Богарт как бы заинтересовался ее методом, но яростные глаза и губы Че были выше неполитических актов насилия.
– Убери ее, – крикнул Ллев. – Ты ж мне друг. Вели гребаной суке, пускай перестанет. Ты же мне кореш, правда?
– Нет.
Он пятился к заднему – садовому – окну, выставив обе руки перед орудием, щелкавшим йях-йях. Мисс Эммет стригнула по пальцу, пошла кровь. Ллев взвыл, ухватился за крошечную кровоточащую ранку с перепуганно вытаращенными глазами гемофила. Мисс Эммет щелкала, целясь в промежность, вступая в ту самую сферу действия трех множественных форм: ножницы, брюки, яйца. Ллев завопил:
– Старик, она сумасшедшая, мать твою.
Он забрался задом на узенький подоконник с намереньем отбрыкиваться обеими ногами. Она с портновским проворством раскроила левую штанину. Он взвыл над испорченным материалом, дико идентифицированным с нижележащей плотью. Мисс Эммет перевела теперь свое орудие в истинно единственное число. Щелкнув, смолкли челюсти, она схватила слившийся воедино дуэт, заострившийся с обоих концов, за талию, за перекрестье, кольца изумленными глазами глядели из дыр крепко сжатого кулака у большого пальца и мизинца. И при каждом движении Лльва наносила укол за уколом. Ллев собрался пойти единственным путем, выскочить в окно: там верхушка дерева, прыгай. Неуклюже перекосившись, с воем толкнул раму вверх. Мисс Эммет минимально опешила под дуновеньем холодного воздуха, а чашечки бюстгальтера наполнились бризом и затанцевали. Мисс Эммет пронзила спину, не слишком глубоко. Он к ней повернулся, ругаясь, толкаясь, включая и меня в проклятия:
– Твою мать y-y y-y свинский ублюдок убери ее y-y y-y y-y мать твою мою мать твою y-y y-y.

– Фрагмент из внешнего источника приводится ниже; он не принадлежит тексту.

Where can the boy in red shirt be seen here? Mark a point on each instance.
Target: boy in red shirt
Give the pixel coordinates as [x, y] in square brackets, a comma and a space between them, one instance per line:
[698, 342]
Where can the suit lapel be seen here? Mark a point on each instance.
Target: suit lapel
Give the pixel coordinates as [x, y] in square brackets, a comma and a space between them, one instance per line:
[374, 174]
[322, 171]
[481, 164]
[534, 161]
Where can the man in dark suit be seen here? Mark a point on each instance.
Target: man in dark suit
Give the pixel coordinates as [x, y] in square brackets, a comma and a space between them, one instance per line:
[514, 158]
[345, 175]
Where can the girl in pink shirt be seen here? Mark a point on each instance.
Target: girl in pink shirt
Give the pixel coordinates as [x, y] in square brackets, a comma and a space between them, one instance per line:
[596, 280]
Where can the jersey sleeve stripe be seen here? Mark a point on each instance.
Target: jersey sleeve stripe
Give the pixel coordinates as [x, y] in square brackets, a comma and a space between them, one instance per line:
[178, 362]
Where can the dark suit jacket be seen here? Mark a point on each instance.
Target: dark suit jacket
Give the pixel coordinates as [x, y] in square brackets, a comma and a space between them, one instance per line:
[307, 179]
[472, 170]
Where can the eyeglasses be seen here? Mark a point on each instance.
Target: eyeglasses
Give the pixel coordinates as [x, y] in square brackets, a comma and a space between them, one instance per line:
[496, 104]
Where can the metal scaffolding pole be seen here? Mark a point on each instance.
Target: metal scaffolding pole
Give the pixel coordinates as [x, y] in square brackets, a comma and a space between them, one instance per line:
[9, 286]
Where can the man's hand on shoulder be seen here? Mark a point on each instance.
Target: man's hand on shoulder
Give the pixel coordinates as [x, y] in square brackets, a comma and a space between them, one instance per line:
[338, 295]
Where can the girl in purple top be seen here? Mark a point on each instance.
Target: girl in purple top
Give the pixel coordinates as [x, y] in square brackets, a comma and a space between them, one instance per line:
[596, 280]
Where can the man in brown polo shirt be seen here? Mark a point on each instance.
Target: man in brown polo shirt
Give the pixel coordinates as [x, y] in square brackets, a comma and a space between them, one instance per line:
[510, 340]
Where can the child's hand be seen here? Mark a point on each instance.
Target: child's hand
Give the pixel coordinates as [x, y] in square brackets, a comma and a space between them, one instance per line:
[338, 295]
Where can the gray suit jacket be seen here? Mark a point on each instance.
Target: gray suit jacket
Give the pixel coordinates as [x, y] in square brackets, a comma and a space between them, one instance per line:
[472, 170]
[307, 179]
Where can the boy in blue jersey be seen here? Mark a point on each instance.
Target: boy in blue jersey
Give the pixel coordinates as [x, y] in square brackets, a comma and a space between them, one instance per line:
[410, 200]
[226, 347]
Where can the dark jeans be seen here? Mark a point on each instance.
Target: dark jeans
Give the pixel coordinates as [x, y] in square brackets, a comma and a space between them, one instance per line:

Она нацелилась в глаза, и инстинкт, столь часто неправый, подсказал ему, будто это жизненно важней равновесия. Размахивая перед лицом руками, он как бы утопал в спинке кресла, которого не было. И выпал, теперь громко воя, вниз головой, вверх ногами, в верхний слой садовой атмосферы. У меня на мгновенье возникло забавное убеждение, что таким, собственно, и должен быть его конец; художник, дорабатывая собственное произведение, просто стер его с полотна между окном и землей. После этого никакого Лльва, ни живого, ни мертвого. Мисс Эммет, тяжело дыша, отступила, и молвила:
– Словно. Снова. Увидела. Его отца.
Если ей хотелось быть миссис Олвин, то удалившийся актер вполне сошел бы за Освальда. Она имела в виду моего отца не при попытке инцеста, а в страхе перед ножницами. Впрочем, не время думать об этом. Я помнил, что жизнь – рисованный комикс, там внизу нечто весомое, мертвое или живое. Оттолкнул Катерину, побежал вниз по лестнице. Топоча, задыхаясь, моля Бога, чтоб не вернулась астма, я вдруг понял то, что должен был раньше понять, что имел в виду утром Гонци. Но придется с этим обождать.